Wee uses the local landscape to teach students about moss, dune grass, lichens and other things we find growing in the Oceana outdoors. She recently posted a segment about plant self-defense mechanisms, such as thorns, during which her dog Scout decided to “video bomb” the lesson.

“Leaf it up to a Lab to mess with a science geek,” she said on her post of the video. “FYI: I only do one take to keep it real each week. Here’s to plants and thorns.”

“I’m goofy,” Wee said. “I just like them to have fun while they’re learning.”

She often ventures out into the woodland on a four-wheeler, hauling her dry erase board, binder and other teaching tools.

“She has great energy,” said Hart High School Principal Brandon Bruce. “She has a great way of looking at different ways to engage kids. She has their engagement and is able to maintain it. Her teaching is top-notch, and she does a phenomenal job.”

During normal classroom instruction, Wee has frequent outdoor lessons. “She uses the outdoors as much as possible. It gets kids active,” Bruce said.

Since the school closure occurred two months ago, Bruce has been routinely meeting with his department heads including Wee, who chairs the science department. “We’re seeing a decline in engagement overall. We’re trying everything possible to keep kids engaged.”

That everyday teacher-student connection was suddenly “taken away,” Bruce said.

Google Hangout sessions are a useful tool Hart teachers are using to maintain student connections. Discussions are not just focused on academics. Kids and teachers discuss life in general, particularly the hardships they face amidst the pandemic.

Wee has a strong following with her Google Hangout sessions, because the kids feel so comfortable talking to her. “Kudos to Amy for her out-of-the-box thinking while keeping things the same,” Bruce said.

“The goal of discussion is not necessarily its curriculum importance but it’s having something important to them to talk about,” said Wee who conducts hangout sessions twice a week.

She continues to host her “Fire Friday” lesson each week like she did when kids were still in the classrooms. The lessons are demonstrations that show the flammable qualities of various materials.
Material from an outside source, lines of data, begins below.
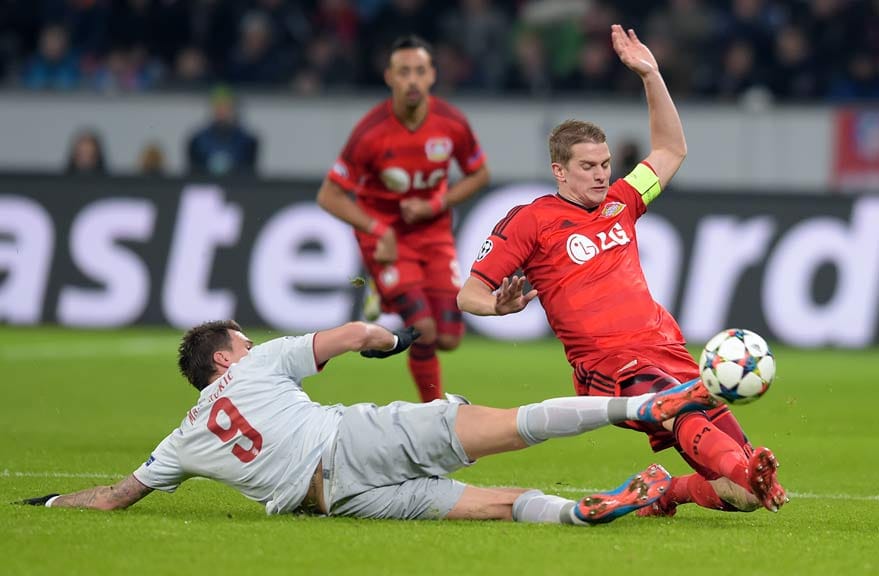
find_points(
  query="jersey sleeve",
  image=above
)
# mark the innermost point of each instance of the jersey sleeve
(468, 152)
(291, 356)
(643, 184)
(351, 166)
(509, 245)
(163, 470)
By continuing this tradition, it gives the students a sense of normalcy during unprecedented times. “The kids love it,” said Wee.

“It’s kind of freeing to keep them learning,” she said. “I’m so proud of all the teachers for continuing to find ways to connect, because we all lost our classrooms.”

Wee truly cares about her students, who she affectionately calls her “kids,” and wants to ensure they are doing well during this crisis.

Despite the many technological tools that keep students and teachers connected, lack of WiFi availability is a big issue particularly in rural areas. “I believe it’s over 50 percent in Oceana County,” she said. Paper packets of schoolwork are routinely distributed to students who do not have WiFi.

Despite the challenges, Wee carries on and keeps the kids smiling and laughing.

“It’s about making sure they’re healthy and safe and providing a little comic relief at the same time.”